Y	Hacker News new \| ask \| show \| jobs

by ltta_code 2783 days ago

Funny enough, even that paper seems biased as well to me.

This paper probably applies best when you use the HT or tree as a DB index data-structure without constant updates for huuuge datasets, probably not as well when used as an updated associative map in your average program. I'd guess hash-tables (HT) are still faster in day-to-day programmer use but not as much as pointed out here.

Caveats:

- HTs pre-allocated: In the two experiments that show those detailed bar-charts, the hash-tables are completely pre-allocated, so no re-allocation and re-hashing on inserts.

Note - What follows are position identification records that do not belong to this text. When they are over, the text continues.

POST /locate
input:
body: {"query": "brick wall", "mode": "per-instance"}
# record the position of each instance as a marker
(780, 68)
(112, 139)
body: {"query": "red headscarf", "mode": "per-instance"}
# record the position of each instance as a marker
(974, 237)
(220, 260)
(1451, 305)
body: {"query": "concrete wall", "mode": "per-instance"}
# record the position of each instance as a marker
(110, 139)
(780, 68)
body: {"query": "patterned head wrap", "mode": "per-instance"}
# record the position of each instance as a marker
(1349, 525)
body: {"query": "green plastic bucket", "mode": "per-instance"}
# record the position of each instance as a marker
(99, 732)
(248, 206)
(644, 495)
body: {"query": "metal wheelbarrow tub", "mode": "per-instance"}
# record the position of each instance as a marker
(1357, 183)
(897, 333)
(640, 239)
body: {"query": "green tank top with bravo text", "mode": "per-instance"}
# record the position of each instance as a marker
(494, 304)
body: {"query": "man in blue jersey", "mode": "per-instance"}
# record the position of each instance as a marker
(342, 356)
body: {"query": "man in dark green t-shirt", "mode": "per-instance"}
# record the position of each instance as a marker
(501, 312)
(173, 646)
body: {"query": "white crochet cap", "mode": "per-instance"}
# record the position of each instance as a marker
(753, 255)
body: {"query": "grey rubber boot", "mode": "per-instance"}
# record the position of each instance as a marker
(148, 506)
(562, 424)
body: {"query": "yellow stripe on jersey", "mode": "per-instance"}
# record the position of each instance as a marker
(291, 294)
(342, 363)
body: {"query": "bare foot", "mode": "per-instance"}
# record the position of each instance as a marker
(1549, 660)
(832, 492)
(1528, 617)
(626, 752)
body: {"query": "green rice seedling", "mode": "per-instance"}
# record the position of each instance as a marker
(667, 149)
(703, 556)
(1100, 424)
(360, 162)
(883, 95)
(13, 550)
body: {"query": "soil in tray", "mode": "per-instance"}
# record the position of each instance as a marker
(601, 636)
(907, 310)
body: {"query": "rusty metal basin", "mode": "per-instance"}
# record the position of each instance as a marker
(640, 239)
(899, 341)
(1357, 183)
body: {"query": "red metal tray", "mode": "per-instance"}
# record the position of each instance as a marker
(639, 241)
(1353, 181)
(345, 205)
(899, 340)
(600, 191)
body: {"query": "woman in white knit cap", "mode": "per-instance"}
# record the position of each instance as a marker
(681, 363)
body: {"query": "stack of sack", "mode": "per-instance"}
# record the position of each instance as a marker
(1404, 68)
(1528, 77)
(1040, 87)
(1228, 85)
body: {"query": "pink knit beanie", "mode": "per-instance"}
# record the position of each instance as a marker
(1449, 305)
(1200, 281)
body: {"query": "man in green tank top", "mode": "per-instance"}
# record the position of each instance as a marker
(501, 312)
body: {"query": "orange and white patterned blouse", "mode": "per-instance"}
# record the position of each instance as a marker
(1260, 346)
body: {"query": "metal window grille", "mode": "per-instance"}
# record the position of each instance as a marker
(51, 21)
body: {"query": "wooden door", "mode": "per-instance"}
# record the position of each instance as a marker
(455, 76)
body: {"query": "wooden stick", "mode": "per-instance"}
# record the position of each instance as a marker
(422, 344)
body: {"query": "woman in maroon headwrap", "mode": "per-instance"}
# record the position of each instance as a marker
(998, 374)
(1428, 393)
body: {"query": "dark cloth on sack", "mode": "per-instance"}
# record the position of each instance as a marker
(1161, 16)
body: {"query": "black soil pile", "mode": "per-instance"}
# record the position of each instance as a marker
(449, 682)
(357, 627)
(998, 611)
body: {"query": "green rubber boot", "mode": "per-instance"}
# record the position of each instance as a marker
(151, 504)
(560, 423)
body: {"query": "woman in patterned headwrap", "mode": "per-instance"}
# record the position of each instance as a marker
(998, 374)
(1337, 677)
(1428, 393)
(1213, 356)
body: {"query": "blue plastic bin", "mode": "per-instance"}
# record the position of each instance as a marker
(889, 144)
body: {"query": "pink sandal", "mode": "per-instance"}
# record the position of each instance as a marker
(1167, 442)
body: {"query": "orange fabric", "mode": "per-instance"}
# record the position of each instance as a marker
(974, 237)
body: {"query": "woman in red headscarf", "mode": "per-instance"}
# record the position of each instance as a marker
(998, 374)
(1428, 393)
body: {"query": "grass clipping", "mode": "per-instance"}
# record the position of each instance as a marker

- Charts: The workloads IV-C and IV-E get by far the most attention (3/4 page, 9 bar charts - each), these best support the paper's statements that HTs are much faster and consume less mem than ART. The mixed-use case IV-D is reported with only a single small chart, the whole write-up is just about 1/4 page combined and ART does better (comparable, but still slower than fastest HT) - arguably IV-D is probably most realistic use-case for how most people use hashmaps day-to-day.

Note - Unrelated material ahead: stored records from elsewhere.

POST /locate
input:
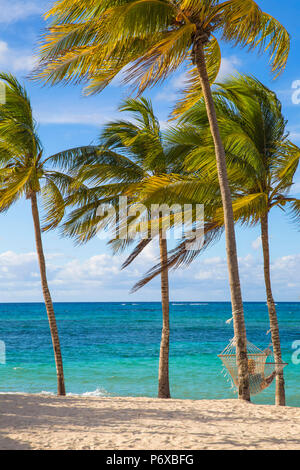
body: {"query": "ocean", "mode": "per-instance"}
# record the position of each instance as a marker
(111, 349)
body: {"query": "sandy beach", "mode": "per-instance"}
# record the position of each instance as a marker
(48, 422)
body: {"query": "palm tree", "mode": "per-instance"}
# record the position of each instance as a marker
(25, 172)
(148, 40)
(261, 161)
(130, 153)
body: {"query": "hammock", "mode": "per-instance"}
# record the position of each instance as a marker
(261, 364)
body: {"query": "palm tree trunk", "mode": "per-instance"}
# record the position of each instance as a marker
(163, 374)
(47, 297)
(232, 260)
(280, 388)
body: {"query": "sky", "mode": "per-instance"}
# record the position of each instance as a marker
(68, 119)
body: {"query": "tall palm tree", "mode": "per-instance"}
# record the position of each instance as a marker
(261, 161)
(25, 172)
(130, 153)
(148, 40)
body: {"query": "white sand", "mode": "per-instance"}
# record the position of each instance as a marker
(48, 422)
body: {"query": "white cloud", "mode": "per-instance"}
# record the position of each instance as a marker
(100, 277)
(228, 67)
(170, 92)
(74, 116)
(295, 190)
(256, 244)
(19, 10)
(15, 60)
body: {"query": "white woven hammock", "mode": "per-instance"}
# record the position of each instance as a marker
(261, 364)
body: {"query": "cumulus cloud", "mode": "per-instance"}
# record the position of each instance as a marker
(19, 10)
(228, 67)
(15, 60)
(100, 278)
(256, 244)
(74, 116)
(169, 93)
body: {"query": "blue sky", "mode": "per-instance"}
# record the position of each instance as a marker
(67, 119)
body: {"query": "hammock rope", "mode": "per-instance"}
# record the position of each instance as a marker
(261, 364)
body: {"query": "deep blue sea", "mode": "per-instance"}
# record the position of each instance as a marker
(111, 349)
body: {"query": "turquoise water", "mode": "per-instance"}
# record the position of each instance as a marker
(112, 348)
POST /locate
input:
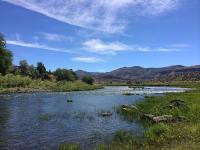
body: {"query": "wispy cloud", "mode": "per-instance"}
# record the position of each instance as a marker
(36, 45)
(97, 46)
(56, 37)
(100, 47)
(101, 15)
(87, 59)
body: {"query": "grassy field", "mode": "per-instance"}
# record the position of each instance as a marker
(16, 84)
(174, 133)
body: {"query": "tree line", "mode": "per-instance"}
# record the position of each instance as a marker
(38, 72)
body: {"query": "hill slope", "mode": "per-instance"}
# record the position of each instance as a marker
(139, 73)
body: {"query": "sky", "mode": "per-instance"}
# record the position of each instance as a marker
(102, 35)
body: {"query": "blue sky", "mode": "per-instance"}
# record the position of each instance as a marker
(102, 35)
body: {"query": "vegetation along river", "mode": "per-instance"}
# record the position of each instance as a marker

- The keys are 64-bit ints so aren't all that long, again maybe common in a DB index but not really what you use hashmaps for mostly in the real world. So ART can't play out some of its strengths.

- The data set skews large, larger than the original paper (16M to 1,000,000,000 (1Billion) keys), and most people probably foremost look at the charts on the right with the huge numbers that make HT look best. Again, makes the results not super applicable to day-to-day hashmap use imo.

- They only look up existing keys, probably not great for either ART nor HT but could hurt their CH*Bucket performance.

Most of these caveats are explained in the test, but some are kind of buried. You can't just look at the charts and conclude hash-tables are 5x as fast as ART, always.